The researchers actually did alter just one gene, called _pollux,_ to get these results, though the alteration was far from simple.  But whether it was one gene or a thousand, my point about the fallacy of conversion is valid: If it's true that P causes Q, it doesn't follow that Q resulted from P -- because Q might have come about from something entirely non-P. Radiation therapy makes the hair fall out. But baldness isn't proof that the person has undergone radiation therapy.

Scientific debates about genetics and homosexuality rage on and, like debates about global warming, have become entangled with political goals and motives.


----------



## ejrosetta (Jul 7, 2014)

My twin sister and I are both gay. This is an interesting (and will one day become timeless) debate that no one will ever win. I think it's more nature/nurture. Our mother found our being gay fashionable and interesting, whereas if we'd had more "traditional" parents then perhaps it would have been suppressed. 

I've yet to meet someone who hasn't admitted to having a few homosexual thoughts. It's just that society's pressure to be straight is something most people choose to confirm to, whereas I choose to be happy and follow my heart. 

So yes, I think there's a GAY gene, it's just that everyone has it, including you. It's just a case of whether you're open minded enough to explore it or if you meet the right person who brings it out.


----------



## ejrosetta (Jul 7, 2014)

Also, an excellent article by the way. I tip my very-gay hat to you.


----------



## Blade (Jul 7, 2014)

ejrosetta said:


> I've yet to meet someone who hasn't admitted to having a few homosexual thoughts. It's just that society's pressure to be straight is something most people choose to confirm to, whereas I choose to be happy and follow my heart.
> 
> So yes, I think there's a GAY gene, it's just that everyone has it, including you. It's just a case of whether you're open minded enough to explore it or if you meet the right person who brings it out.

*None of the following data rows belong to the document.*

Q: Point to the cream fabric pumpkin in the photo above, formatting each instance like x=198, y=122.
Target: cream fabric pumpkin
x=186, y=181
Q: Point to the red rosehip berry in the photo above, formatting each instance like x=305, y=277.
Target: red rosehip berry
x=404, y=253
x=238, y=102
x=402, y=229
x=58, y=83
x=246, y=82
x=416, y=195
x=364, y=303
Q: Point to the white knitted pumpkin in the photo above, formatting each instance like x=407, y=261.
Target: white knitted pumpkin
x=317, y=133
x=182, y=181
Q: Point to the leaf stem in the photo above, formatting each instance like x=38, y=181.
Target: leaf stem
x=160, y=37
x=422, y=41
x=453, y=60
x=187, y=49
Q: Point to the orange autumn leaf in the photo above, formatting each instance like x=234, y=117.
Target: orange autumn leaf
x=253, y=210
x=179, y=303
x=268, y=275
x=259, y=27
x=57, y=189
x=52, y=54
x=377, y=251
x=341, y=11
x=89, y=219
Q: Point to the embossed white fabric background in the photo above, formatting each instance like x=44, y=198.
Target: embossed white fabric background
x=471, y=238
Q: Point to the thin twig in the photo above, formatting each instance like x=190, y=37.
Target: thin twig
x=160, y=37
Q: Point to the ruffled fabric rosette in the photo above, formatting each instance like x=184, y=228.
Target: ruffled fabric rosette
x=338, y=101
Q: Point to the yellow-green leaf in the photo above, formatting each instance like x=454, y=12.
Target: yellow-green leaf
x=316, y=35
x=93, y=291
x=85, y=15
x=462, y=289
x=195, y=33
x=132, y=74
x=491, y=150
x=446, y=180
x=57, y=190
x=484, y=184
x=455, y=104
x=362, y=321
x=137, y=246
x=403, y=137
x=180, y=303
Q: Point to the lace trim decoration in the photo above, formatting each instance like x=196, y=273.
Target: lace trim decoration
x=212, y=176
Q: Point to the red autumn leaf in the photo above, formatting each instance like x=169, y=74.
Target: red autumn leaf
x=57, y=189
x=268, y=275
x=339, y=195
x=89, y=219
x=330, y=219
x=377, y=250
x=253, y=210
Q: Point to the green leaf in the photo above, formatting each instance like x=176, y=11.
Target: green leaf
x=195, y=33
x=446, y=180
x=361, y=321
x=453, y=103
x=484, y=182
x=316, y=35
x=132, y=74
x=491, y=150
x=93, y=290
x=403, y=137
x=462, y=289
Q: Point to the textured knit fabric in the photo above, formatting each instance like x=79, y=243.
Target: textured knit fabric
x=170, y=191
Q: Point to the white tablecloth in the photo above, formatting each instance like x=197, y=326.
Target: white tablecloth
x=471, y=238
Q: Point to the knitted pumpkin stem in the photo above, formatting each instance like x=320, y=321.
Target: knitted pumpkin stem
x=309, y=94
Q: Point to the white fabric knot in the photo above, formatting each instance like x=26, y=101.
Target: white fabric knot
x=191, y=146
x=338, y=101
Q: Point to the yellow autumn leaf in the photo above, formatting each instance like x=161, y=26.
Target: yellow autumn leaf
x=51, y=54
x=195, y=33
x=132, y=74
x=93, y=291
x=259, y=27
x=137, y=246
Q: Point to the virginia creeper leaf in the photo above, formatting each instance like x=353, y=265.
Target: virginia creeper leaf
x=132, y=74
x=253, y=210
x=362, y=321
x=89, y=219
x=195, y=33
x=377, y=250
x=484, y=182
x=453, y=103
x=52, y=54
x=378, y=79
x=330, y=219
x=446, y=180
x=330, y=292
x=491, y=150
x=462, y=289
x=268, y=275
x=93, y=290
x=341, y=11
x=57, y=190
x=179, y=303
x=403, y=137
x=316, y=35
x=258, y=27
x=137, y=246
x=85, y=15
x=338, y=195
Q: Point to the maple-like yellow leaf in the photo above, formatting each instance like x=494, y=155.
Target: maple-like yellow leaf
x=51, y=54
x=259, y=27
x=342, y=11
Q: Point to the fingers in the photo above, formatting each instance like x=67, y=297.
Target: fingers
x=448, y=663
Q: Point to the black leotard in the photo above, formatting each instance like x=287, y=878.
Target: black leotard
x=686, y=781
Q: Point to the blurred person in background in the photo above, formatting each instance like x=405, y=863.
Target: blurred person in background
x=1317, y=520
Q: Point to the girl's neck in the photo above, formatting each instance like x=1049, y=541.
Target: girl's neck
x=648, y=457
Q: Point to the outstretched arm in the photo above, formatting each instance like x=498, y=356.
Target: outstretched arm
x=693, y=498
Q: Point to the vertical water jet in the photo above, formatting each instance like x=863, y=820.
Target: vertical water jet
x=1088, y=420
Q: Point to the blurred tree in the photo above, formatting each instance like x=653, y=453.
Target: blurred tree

I think it is generally a 'go with the flow' with most people. I would figure that a person who was 95% straight would naturally stick with that and ignore or suppress contradictory impulses given that including the other 5% would result in extensive and probably futile complications. If the case were 50/50 that would be an entirely different thing.:fatigue:


----------



## David K. Thomasson (Jul 7, 2014)

ejrosetta said:


> My twin sister and I are both gay. This is an interesting (and will one day become timeless) debate that no one will ever win. I think it's more nature/nurture. Our mother found our being gay fashionable and interesting, whereas if we'd had more "traditional" parents then perhaps it would have been suppressed.
> 
> I've yet to meet someone who hasn't admitted to having a few homosexual thoughts. It's just that society's pressure to be straight is something most people choose to confirm to, whereas I choose to be happy and follow my heart.
> 
> So yes, I think there's a GAY gene, it's just that everyone has it, including you. It's just a case of whether you're open minded enough to explore it or if you meet the right person who brings it out.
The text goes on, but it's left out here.